Back to containers: Docker’s default containers are still running with CAP_NET_RAW enabled by default which means in theory the container can forge their own packets, send ICMP, maybe even do something like ARP poisoning in the right situation. For those that are trying to harden their containers, one of the most basic steps is to drop unnecessary capabilities, so why can’t we (almost) always drop CAP_NET_RAW?
Docker and other engines support a
--sysctl argument per container allowing you to set the
net.ipv4.ping_group_range value which lets you drop the CAP_NET_RAW requirement to send a ping. On a normal Linux box it would look like this:
sysctl -w net.ipv4.ping_group_range=0 65535
It means that any user between root (UID 0) and UID 65535 will be able to use the ping command. (NOTE: I’ve seen a much higher number than 65535 as well depending on your max UID.)

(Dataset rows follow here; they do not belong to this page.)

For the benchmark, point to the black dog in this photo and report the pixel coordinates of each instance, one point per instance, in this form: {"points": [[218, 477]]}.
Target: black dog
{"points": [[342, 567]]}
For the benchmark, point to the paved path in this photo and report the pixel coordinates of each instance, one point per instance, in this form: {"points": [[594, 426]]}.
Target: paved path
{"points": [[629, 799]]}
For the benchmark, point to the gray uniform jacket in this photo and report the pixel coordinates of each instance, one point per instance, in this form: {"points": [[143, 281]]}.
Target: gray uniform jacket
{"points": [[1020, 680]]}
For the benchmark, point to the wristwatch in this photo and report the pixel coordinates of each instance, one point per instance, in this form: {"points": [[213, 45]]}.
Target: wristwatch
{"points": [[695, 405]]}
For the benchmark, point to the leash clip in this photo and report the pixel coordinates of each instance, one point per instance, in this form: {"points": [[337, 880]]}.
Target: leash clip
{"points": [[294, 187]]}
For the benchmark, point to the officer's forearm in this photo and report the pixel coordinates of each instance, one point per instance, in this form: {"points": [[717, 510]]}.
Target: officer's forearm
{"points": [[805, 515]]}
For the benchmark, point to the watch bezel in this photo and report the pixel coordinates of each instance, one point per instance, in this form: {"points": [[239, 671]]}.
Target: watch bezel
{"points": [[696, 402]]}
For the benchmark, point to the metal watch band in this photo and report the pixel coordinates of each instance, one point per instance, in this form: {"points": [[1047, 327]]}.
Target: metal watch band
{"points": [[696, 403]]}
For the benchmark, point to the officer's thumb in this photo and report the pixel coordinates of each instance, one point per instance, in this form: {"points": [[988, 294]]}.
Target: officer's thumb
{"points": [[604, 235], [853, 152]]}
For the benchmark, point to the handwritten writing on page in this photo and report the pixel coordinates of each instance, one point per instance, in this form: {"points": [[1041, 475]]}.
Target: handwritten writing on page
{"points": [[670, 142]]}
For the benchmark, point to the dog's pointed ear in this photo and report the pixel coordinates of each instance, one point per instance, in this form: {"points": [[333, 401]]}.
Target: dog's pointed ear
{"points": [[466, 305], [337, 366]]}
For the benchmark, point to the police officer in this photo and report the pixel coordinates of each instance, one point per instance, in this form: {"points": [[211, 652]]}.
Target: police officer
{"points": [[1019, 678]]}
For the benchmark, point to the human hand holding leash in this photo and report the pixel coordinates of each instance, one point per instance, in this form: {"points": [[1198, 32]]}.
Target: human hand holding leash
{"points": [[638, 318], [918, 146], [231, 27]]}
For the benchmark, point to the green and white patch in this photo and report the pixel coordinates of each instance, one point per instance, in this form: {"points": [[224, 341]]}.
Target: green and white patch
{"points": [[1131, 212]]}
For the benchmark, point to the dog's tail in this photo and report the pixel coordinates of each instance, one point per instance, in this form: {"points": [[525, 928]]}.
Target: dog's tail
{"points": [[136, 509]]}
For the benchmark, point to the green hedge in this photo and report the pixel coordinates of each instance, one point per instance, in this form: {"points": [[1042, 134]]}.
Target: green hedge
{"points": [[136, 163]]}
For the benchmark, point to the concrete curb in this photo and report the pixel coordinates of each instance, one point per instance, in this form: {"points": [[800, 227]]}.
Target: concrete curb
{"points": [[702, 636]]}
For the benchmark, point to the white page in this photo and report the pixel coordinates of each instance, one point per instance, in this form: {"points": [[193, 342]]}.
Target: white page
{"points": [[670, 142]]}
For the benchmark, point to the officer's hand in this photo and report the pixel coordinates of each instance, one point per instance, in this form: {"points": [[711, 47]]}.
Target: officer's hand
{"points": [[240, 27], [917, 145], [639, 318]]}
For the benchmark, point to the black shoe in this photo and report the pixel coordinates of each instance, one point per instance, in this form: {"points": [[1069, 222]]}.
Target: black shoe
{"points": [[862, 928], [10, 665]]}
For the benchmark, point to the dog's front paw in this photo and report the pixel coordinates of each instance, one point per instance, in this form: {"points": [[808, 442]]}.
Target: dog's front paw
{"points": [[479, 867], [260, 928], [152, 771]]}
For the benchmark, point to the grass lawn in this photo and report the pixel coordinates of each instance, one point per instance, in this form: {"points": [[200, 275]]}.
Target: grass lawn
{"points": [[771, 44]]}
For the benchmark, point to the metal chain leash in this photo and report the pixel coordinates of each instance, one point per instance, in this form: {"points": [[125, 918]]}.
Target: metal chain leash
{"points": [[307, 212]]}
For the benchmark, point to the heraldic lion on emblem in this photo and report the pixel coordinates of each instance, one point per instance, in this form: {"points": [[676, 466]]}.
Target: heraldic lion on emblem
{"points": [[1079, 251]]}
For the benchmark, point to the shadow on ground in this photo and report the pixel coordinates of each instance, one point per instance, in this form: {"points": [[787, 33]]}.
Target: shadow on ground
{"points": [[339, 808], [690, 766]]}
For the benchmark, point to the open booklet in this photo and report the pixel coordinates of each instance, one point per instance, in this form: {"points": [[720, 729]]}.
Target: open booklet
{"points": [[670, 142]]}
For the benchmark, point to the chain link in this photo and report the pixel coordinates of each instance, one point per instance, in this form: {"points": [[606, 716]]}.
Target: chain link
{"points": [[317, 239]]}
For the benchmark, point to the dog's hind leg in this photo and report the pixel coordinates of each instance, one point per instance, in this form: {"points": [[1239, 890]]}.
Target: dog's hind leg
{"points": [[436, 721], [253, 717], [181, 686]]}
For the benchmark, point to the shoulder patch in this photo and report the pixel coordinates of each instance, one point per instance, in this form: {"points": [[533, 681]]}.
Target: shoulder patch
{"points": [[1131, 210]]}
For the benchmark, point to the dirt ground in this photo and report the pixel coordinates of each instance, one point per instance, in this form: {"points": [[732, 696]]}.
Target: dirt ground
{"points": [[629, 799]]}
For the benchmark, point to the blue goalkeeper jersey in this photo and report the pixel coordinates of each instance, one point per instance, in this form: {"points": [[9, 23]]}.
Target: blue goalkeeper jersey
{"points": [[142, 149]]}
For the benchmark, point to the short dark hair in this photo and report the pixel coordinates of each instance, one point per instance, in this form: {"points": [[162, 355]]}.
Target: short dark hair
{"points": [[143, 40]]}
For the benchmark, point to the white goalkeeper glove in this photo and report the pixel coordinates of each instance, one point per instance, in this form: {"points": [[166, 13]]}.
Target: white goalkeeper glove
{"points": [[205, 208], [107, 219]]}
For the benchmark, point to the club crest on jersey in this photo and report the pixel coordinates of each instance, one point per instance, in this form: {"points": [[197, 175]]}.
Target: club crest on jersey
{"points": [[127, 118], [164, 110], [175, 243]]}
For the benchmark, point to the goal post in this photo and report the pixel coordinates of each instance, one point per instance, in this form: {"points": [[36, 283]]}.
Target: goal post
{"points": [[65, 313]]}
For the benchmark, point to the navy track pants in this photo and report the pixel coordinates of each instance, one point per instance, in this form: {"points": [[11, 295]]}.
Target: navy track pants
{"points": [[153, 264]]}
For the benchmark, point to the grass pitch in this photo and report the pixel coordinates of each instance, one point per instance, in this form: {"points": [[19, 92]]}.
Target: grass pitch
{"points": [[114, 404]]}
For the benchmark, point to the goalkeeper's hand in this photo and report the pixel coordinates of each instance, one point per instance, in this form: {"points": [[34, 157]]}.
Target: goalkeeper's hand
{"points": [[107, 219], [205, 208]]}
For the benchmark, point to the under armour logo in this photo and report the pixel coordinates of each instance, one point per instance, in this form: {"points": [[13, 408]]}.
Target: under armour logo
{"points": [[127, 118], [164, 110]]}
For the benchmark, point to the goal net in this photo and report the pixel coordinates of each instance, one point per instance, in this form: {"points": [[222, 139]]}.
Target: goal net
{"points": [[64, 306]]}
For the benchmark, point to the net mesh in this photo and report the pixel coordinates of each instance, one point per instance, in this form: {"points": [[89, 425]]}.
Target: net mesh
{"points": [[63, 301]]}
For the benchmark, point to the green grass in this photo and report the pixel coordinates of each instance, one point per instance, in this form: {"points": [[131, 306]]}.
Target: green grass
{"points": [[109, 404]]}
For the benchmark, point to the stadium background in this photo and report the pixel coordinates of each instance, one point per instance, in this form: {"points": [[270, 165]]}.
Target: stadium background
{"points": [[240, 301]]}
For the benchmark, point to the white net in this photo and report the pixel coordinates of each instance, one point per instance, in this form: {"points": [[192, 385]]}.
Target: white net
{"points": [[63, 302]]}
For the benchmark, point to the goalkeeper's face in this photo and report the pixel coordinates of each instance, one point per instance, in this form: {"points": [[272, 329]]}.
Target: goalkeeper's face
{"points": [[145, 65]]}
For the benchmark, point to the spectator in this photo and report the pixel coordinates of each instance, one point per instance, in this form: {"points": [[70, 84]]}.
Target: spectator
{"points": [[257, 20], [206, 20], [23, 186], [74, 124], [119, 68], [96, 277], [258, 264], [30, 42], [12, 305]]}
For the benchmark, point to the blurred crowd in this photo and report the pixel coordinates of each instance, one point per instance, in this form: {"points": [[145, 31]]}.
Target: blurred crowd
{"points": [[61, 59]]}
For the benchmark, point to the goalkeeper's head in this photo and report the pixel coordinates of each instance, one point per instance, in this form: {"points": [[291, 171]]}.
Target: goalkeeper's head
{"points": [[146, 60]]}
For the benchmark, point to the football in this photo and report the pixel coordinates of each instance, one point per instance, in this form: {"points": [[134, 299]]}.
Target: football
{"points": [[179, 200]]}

Lets do this in a container.
> docker run --rm -it willfarrell/ping ping 517d215a8fe2 every 300 sec PING 517d215a8fe2 (172.17.0.3): 56 data bytes 64 bytes from 172.17.0.3: seq=0 ttl=64 time=0.038 ms --- 517d215a8fe2 ping statistics --- 1 packets transmitted, 1 packets received, 0% packet loss round-trip min/avg/max = 0.038/0.038/0.038 ms
Ping works because the container has CAP_NET_RAW
Same image but dropping cap_net_raw:
> docker run --rm -it \ --cap-drop=net_raw \ willfarrell/ping ping 15a94d4af148 every 300 sec PING 15a94d4af148 (172.17.0.3): 56 data bytes ping: permission denied (are you root?)
Ping doesn’t work because I dropped CAP_NET_RAW.
Same image, still dropping net_raw, but using a custom sysctl argument:
> docker run --rm -it \ --cap-drop=net_raw \ --sysctl "net.ipv4.ping_group_range=0 1000000000" \ willfarrell/ping ping 0bedc92d1c86 every 300 sec PING 0bedc92d1c86 (172.17.0.3): 56 data bytes 64 bytes from 172.17.0.3: seq=0 ttl=42 time=0.036 ms --- 0bedc92d1c86 ping statistics --- 1 packets transmitted, 1 packets received, 0% packet loss round-trip min/avg/max = 0.036/0.036/0.036 ms
Ping works again even though I drop CAP_NET_RAW.
The point is, until someone tells me otherwise, I don’t think we need CAP_NET_RAW in most scenarios.
So, OK, can we just get rid of CAP_NET_RAW now? Probably not. There are probably some edge scenarios that Docker wants to officially support so they’ll keep it in and the goal of Docker is to be usable first and allow you to configure it in a secure way second. But that’s not going to stop you from dropping it from all of your containers. There are already some other container engines out there that leverage this method by default.